CHARLOTTE, N.C. — It starts with a small bag. Inside: a toy police car, a Rubik’s Cube, a play pad, some Band-Aids and a few words of encouragement.
To an adult, it might look like a simple collection of items. But to a child in crisis, it’s a lifeline.
This is the heart behind Kits4Kids, a grassroots project that’s grown into a statewide movement thanks to two Charlotte fathers on a mission to ease the trauma children experience during emergency situations. Their goal is to bring calm where there’s chaos — and connection where there’s fear.
For co-founders James Fisher-Davis and Kevin Gatlin, it began with one question: What if first responders had a tool to comfort kids during their worst moments?
“It’s a great feeling,” Fisher-Davis said. “We went from wanting to provide 100 to 125 kits to just local first responders, to providing over 10,000.”
That’s 10,000 children who may have been met with something more than sirens and flashing lights — something as simple as a toy, a smile and a sense that they’re not alone.
“These kits were designed to help kids facing trauma or adversity,” Fisher-Davis said. “But we’ve found they help the parents, too. When a first responder kneels down to hand a child one of these kits, it sends a message. 'We see you. We care.' That’s priceless.”
In many cases, these kits are handed out during the hardest moments families will ever face — domestic disputes, fires, accidents. They give officers a tool to break through the fear.
Sgt. Don Warren of the Matthews Police Department remembers one call vividly.
“A parent was going through a domestic situation with her significant other,” he said. “The kid was standing there, and you could tell how traumatic it was. I pulled the child aside and gave him a kit. It took his mind off everything. I sat with him, playing with the toy cars and the Rubik’s Cube, while other officers helped the mom.”
It’s a small gesture. But in that moment, it meant everything.
Beyond emergency calls, Kits4Kids is helping rebuild something larger: trust between children and the officers who serve their communities.
“A lot of kids are afraid of us,” Warren says. “So I think it’s super important for us to build those relationships early and change the narrative and that starts with us.”
Fisher-Davis shares that vision.
“We want kids to grow up saying, ‘I want to be a police officer. I want to be a firefighter.’ We want to change the way they see those uniforms — not with fear, but with admiration.”

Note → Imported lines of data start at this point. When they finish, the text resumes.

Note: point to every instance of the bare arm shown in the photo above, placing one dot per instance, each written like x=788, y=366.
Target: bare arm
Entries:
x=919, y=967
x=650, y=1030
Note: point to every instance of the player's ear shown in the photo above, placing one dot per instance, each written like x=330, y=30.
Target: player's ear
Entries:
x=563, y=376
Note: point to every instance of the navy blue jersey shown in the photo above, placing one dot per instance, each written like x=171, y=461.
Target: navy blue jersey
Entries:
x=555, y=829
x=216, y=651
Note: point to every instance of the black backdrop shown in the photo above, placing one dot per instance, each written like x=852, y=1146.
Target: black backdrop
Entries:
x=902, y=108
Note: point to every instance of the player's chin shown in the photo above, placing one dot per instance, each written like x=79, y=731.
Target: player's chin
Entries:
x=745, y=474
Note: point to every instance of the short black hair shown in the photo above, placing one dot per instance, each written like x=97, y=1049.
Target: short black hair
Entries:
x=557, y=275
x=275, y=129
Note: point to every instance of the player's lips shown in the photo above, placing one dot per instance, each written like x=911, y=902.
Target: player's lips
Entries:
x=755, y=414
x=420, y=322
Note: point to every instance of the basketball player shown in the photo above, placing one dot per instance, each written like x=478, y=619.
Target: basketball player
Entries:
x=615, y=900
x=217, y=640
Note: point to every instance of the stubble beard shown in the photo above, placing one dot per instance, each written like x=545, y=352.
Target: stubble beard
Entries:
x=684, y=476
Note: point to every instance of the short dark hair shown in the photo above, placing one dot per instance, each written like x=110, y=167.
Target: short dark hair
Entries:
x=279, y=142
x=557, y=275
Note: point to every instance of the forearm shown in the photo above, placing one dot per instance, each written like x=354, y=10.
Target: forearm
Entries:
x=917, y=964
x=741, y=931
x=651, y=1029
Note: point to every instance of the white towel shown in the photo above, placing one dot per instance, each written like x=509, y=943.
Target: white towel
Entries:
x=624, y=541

Kits have already been distributed to the Monroe Police Department, Mecklenburg County Sheriff’s Office, Matthews Police Department, Union County Police Department, Miami-Dade Police Department, Fort Lauderdale Police Department and others. Next up: Raleigh, with other states on the horizon.
What began as a local act of love is quickly turning into a national model for community care.
Because sometimes, the most powerful tools aren’t weapons or radios — they’re rubber wheels, bright colors and a few kind words packed inside a drawstring bag.